Uniqueness of floor and ceiling

Question

I was reading Calculus I by Tom Apostol and it has a question as following: Let $ x $ be any real number, prove that there exists exactly $ 1 $ integer $ n $ such that $ n \leq x < n + 1. $ In this exercise I am allowed to use the fact that the sets $ \mathbb R $ and $ \mathbb Z $ are both unbounded.

Here is my approach, I use proof by contradiction. Suppose, on the contrary that there is either no such $ n $ exists or there are more than $ 1 $ integers $ n $ that satisfy the condition.

If no such $ n $ exists, it means that for every $ x \in \mathbb R $ and for every $ n \in \mathbb Z $, either $ n > x $ or $ x \geq n + 1. $ It therefore means that $ \mathbb R $ is bounded above or bounded below, which is a contradiction. Hence there must be at least $ 1 $ integer $ n $ such that $ n \leq x < n + 1 \; \; \; \forall x \in \mathbb R. $

Now suppose that there are $ 2 $ distinct integers $ n \neq n' $ such that $ n \leq x < n + 1 $ and $ n' \leq x < n' + 1 \; \; \; \forall x \in \mathbb R. $ It follows that $ n - n' - 1 < 0 < n -n' + 1, $ or equivalently $ -1 < n - n' < 1. $ Since $ n - n' \in \mathbb Z, $ it must be the case that $ n - n' = 0, $ but this is a contradiction since $ n \neq n'. $ Hence there cannot be $ 2 $ distinct integers both satisfy the condition.

Can some please proofread my proof to see if there are any subtle errors? Thanks.

Answer 1

For a totally ordered field $K$, the existence of the "largest previous integer" or "floor function" is one of the characterizations of $K$ being "archimedean". One definition of $K$ being archimedean is: $$ \forall k\in K,\exists n\in\mathbb{N}\text{ s.t. }k\leq n\tag{1} $$ Note that for this definition to make sense, $K$ must contain a copy of $\mathbb{N}$; in fact, one can show that every totally ordered field indeed contains a subfield isomorphic to $\mathbb{Q}$.

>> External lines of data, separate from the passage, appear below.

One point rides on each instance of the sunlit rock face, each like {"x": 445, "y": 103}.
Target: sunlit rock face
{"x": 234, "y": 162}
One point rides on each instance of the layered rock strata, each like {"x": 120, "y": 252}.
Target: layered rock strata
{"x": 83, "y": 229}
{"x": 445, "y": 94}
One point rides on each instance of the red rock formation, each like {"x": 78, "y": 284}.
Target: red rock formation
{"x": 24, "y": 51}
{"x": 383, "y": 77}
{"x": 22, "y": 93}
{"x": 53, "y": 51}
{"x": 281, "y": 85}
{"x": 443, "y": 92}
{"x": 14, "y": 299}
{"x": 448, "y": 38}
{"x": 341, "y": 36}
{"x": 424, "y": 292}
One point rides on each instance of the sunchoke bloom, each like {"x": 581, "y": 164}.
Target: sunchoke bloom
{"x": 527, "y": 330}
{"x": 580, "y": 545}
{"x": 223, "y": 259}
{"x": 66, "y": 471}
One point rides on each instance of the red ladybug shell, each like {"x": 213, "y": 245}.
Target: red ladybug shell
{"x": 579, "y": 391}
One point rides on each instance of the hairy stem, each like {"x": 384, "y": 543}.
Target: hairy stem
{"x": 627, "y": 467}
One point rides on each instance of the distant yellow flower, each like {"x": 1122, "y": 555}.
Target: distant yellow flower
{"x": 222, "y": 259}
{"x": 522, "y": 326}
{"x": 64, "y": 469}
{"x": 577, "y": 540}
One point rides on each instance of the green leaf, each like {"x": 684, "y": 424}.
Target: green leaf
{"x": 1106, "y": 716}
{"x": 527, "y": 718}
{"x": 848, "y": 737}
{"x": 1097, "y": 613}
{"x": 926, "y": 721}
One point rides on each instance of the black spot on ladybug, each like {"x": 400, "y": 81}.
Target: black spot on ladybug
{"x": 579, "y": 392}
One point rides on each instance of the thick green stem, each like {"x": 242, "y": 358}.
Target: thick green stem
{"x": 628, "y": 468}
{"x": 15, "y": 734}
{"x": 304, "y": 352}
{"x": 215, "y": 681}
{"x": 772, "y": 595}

Presumably you know $(1)$ for $\mathbb{R}$ at this stage. If so:

Let $x\in\mathbb{R}$. Consider the set $$ E:=\{p\in\mathbb{Z}:x<p\} $$ By $(1)$, $E\neq\emptyset$. Also, $E$ is bounded below. Indeed, by $(1)$, you can find $s\in\mathbb{N}$ such that $-(x-1)\leq s$, that is, $s\leq x-1<x$ and so $s$ is a lower bound. Hence, $E$ is a subset of $\mathbb{Z}$ which is bounded below and so $E$ has a minimum, say $n+1$. Then $$ n\leq x<n+1 $$ where the left inequality comes from the minimality of $n+1$ in $E$.